Working archive / edition 02

From Flash websites to AI products.

HAAM history is not a straight line of newer tools replacing older ones. It is a record of changing ideas about what digital work can feel like, who it serves, and how it stays useful.

Colorful illustrated Silk Sushi Bar homepage showing several Tallinn restaurant locations
Recovered homepage preview sent to the client, October 2009.

Archive object 001 / recovered source material

Silk Sushi Bar

Silk was an evolving Adobe Flash experience for a Tallinn sushi restaurant chain. The earliest recovered correspondence shows the colorful animated site was already live by April 2007.

Over the next four years it grew through new illustrated locations, characters, mobile concepts, menu updates, and online-ordering proposals. The archive turns Silk from a single nostalgic screenshot into a record of how one digital world adapted as the web changed around it.

Adobe Flash2007 to 2011Art directionMobile adaptation

Recovered artifacts

The project kept changing shape.

These are original project previews recovered from the email archive, presented with their dates and known production context.

Illustrated Silk Sushi Bar website concept showing several Tallinn restaurant locations at night

February 2008

Viru location redesign

A recovered client preview for the new Viru location. Art direction and site production: Kris Haamer. Illustration: Agne Lund.

Two early iPhone mockups showing a phone-friendly version of the Silk Sushi Bar website

October 2009

Phone-friendly static concept

A mobile adaptation proposed while the main experience still relied on Flash, anticipating the need for a simpler parallel interface.

Archive evidence

Four years of adaptation, visible in the correspondence.

  1. April 2007

    The animated site is already live

    Customer correspondence describes the new website as colorful and moving, while also noting that its fast sushi carousel made ordering difficult. The tension between atmosphere and utility was visible from the start.

  2. February 2008

    The world expands for Viru

    A new city scene was art-directed for the Viru restaurant, with separate illustrated locations, characters, navigation layers, and an intentionally heightened urban mood.

  3. October to November 2009

    Mobile and ordering enter the system

    Recovered files show a phone-friendly static version, a revised illustrated homepage, and work toward web-shop and ordering features.

  4. 2011

    The project remains active

    Menu updates and online-ordering proposals continued, showing Silk as a long-running digital environment rather than a one-off launch.

What the artifact keeps

The old technology is gone.
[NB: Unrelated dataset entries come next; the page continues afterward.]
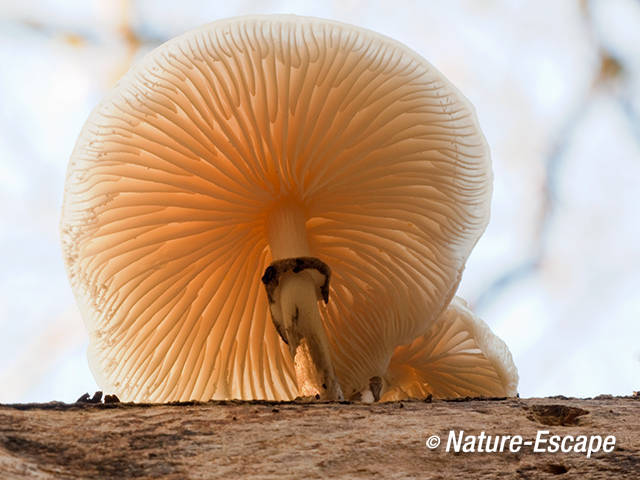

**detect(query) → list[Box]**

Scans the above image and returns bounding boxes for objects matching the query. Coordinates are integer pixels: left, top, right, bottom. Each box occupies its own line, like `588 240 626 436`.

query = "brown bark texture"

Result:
0 396 638 479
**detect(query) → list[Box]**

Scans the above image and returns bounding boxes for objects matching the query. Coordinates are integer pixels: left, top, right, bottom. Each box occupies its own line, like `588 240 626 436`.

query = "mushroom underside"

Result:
382 297 519 401
61 15 500 402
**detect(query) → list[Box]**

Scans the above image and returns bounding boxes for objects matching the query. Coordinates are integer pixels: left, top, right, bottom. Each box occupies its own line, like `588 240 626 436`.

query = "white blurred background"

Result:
0 0 639 403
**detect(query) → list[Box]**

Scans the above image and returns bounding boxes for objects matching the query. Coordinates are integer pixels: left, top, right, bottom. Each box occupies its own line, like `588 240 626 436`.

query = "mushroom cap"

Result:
383 297 519 400
61 15 492 402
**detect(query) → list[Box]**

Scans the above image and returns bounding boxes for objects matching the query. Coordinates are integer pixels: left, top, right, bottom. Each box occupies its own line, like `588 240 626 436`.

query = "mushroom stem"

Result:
264 203 343 400
277 270 343 400
266 201 311 259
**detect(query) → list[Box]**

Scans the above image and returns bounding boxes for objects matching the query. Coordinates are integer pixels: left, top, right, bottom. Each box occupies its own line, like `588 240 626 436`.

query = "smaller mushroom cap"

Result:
382 297 519 400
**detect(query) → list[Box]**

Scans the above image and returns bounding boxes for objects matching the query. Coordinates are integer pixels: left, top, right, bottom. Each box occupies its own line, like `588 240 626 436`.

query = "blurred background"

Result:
0 0 638 403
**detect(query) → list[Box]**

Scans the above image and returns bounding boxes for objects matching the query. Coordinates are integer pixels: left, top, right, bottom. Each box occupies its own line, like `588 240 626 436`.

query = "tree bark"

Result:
0 396 638 479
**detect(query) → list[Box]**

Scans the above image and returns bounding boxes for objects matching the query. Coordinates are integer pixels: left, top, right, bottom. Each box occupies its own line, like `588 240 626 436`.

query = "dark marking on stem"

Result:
273 320 289 345
261 257 331 304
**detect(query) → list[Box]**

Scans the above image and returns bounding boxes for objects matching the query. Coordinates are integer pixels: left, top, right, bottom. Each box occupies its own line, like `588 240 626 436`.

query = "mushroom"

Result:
382 297 518 401
61 14 518 402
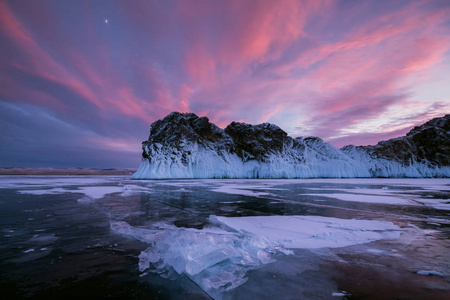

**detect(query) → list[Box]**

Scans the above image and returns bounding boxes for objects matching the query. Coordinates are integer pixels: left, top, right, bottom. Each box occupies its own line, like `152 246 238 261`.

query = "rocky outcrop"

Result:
225 122 288 162
341 115 449 177
366 115 449 166
132 112 449 179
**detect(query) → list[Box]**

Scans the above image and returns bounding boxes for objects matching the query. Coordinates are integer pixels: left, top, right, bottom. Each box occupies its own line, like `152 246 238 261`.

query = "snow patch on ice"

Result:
0 176 112 189
212 184 272 197
76 186 124 199
332 291 350 297
418 198 450 211
28 234 58 244
17 184 151 200
77 196 93 204
302 181 450 210
367 248 385 254
213 215 403 249
304 193 414 205
18 188 70 196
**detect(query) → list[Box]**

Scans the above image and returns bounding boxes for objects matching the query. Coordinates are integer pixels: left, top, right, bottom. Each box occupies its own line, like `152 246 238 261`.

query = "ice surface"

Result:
205 178 450 210
3 176 449 299
112 215 403 298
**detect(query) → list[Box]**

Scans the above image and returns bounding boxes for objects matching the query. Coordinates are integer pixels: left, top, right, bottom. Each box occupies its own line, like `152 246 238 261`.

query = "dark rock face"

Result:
147 112 225 144
142 112 232 160
225 122 288 161
142 112 293 162
359 114 450 167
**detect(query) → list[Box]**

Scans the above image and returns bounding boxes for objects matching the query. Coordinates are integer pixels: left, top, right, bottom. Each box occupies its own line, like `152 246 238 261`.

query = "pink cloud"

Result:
179 0 330 82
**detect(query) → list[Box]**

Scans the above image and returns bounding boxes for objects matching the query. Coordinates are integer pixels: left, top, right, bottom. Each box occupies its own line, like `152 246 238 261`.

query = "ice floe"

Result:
112 215 403 298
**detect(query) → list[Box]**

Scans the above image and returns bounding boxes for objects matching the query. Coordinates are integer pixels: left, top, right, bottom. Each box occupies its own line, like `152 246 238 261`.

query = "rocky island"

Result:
132 112 449 179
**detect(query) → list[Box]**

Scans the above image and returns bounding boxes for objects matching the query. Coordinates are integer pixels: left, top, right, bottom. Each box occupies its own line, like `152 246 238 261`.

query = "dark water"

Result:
0 177 449 299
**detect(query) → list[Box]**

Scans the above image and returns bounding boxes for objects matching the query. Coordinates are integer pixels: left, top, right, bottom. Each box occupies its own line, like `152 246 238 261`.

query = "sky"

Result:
1 0 449 169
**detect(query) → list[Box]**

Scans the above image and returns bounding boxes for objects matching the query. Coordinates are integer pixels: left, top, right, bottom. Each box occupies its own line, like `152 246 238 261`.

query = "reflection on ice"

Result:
112 214 403 298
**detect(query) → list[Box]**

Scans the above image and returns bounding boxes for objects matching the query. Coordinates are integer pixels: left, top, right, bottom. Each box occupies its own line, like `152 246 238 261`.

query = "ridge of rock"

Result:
342 114 449 167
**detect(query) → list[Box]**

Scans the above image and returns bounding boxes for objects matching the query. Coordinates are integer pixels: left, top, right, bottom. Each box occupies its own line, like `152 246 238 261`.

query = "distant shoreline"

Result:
0 168 136 176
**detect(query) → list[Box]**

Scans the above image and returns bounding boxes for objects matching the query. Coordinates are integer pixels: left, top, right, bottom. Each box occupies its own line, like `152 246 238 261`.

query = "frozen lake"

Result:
0 176 449 299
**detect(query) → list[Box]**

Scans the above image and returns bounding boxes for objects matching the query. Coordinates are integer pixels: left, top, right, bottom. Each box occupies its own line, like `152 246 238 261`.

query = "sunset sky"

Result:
1 0 449 168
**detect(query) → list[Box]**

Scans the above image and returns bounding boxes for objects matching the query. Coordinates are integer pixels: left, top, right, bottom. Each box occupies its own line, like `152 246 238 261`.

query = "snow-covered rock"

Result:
132 112 450 179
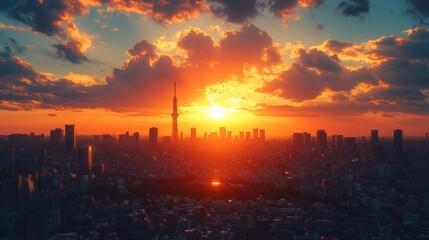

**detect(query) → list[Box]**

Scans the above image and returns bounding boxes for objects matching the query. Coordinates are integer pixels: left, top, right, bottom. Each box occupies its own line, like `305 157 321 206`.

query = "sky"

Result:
1 0 429 137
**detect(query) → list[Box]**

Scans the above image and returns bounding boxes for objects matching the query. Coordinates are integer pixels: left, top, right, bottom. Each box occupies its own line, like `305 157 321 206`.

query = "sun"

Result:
210 105 226 120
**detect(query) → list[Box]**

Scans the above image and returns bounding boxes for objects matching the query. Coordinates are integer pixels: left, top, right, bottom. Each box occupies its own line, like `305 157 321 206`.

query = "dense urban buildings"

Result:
2 124 429 239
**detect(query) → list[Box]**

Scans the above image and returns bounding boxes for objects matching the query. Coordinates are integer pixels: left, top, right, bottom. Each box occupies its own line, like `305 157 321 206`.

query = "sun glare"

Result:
210 105 225 120
211 181 221 186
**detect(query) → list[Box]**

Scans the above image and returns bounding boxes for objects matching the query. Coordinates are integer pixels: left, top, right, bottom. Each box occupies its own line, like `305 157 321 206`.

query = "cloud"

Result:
337 0 369 18
48 113 57 117
98 0 207 24
406 0 429 24
0 37 26 57
207 0 264 23
0 0 92 64
269 0 324 26
314 24 324 31
295 48 342 72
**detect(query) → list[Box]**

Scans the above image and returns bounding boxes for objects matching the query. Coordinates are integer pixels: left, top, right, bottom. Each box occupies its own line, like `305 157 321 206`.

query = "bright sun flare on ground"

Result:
210 105 226 120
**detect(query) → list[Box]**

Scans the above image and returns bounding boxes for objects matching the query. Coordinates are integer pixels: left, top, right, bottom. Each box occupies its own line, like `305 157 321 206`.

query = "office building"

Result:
65 124 75 158
78 146 92 175
149 127 158 147
190 128 197 141
317 130 327 150
393 129 403 155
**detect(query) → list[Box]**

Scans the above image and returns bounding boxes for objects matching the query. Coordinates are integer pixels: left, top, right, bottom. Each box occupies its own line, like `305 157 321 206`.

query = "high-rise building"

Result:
220 127 226 140
65 124 75 158
190 128 197 141
393 129 403 155
317 130 327 150
332 135 344 151
78 146 92 175
133 132 139 145
259 129 265 142
303 132 311 146
50 128 63 154
371 130 379 149
171 82 179 142
293 133 303 148
253 128 259 141
149 127 158 147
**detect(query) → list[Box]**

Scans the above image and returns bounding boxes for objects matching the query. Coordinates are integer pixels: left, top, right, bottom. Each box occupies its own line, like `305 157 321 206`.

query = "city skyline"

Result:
1 0 429 136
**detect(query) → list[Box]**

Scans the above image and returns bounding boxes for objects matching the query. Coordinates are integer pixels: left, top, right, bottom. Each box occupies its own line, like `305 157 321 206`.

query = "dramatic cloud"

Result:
99 0 207 23
208 0 263 23
295 48 342 72
337 0 369 18
0 0 91 64
269 0 324 26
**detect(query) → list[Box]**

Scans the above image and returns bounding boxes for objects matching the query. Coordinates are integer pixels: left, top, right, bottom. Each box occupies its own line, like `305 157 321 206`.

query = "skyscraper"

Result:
259 129 265 142
50 128 63 154
393 129 403 155
65 124 75 158
293 133 303 148
220 127 226 140
149 127 158 147
133 132 139 145
371 130 379 149
332 135 344 151
78 146 92 175
303 132 311 146
171 82 179 142
253 128 259 141
190 128 197 141
317 130 327 150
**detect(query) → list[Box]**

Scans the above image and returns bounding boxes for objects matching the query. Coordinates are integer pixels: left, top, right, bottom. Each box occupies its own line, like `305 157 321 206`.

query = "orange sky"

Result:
1 0 429 137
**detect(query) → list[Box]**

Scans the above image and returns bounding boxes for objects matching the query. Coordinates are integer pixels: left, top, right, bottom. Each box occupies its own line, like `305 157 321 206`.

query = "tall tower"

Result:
171 82 179 141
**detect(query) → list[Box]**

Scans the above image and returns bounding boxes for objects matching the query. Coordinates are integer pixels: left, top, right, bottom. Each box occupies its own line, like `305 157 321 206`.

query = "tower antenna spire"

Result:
174 82 176 97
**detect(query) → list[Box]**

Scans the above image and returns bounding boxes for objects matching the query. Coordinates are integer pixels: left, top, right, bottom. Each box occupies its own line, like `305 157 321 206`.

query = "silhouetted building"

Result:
371 130 379 150
259 129 265 142
293 133 303 148
332 135 344 151
190 128 197 141
65 124 75 158
149 127 158 147
239 132 244 141
253 128 259 141
303 132 311 146
171 82 179 142
317 130 327 150
133 132 139 145
78 146 92 175
393 129 403 155
50 128 63 154
220 127 226 140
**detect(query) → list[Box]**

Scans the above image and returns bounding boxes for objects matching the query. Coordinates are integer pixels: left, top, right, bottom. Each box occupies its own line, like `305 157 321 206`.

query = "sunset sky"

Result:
1 0 429 137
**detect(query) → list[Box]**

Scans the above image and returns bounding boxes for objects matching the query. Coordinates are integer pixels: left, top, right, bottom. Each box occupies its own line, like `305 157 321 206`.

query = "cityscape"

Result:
2 82 429 239
2 0 429 239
The design questions are not.

01

Atmosphere before templates

The site expressed the feeling of a venue through illustration, animation, characters, and navigation rather than treating the restaurant as a menu plus contact details.

02

Art direction as a system

Each restaurant location became part of a shared visual world. The archive reveals iterative collaboration across client feedback, illustration, interface design, animation, and production.

03

Expression had to meet utility

The same motion that made Silk memorable could make ordering harder. Later mobile and commerce concepts show the project adapting as user expectations and devices changed.

Selected timeline

The practice keeps changing shape.

Enter the museum
  1. Early 2000s

    The web as crafted media

    HAAM began when websites were often treated as authored digital spaces rather than standardized product surfaces. Motion, sound, unusual navigation, and strong visual identities were part of the medium.

  2. 2007 to 2011

    Silk Sushi Bar and the Flash-era web

    Silk.ee evolved from a colorful animated restaurant experience into location-specific illustrated worlds, a phone-friendly static concept, and proposals for online ordering. Surviving correspondence shows the site was already live in April 2007 and remained active through 2011.

  3. 2014 to 2017

    Cultural institutions become systems

    Projects expanded from expressive sites into publishing platforms, event ecosystems, and visitor tools. The work increasingly had to balance identity with maintainability, multilingual content, and real institutional workflows.

  4. 2016 to 2018

    Public stories and collective action

    Film, talks, campaigns, and civic participation pushed the practice beyond conventional client websites. Digital work became a way to connect local stories with wider audiences and coordinated action.

  5. 2020s

    Products, accessibility, and AI

    The studio now works across research, interaction design, production code, accessibility, analytics, sustainability, and human-guided AI. The tools changed, but the central question stayed the same: what form should an idea take so people can actually use it?

History is being reconstructed from original project files, screenshots, correspondence, business records, and living memory.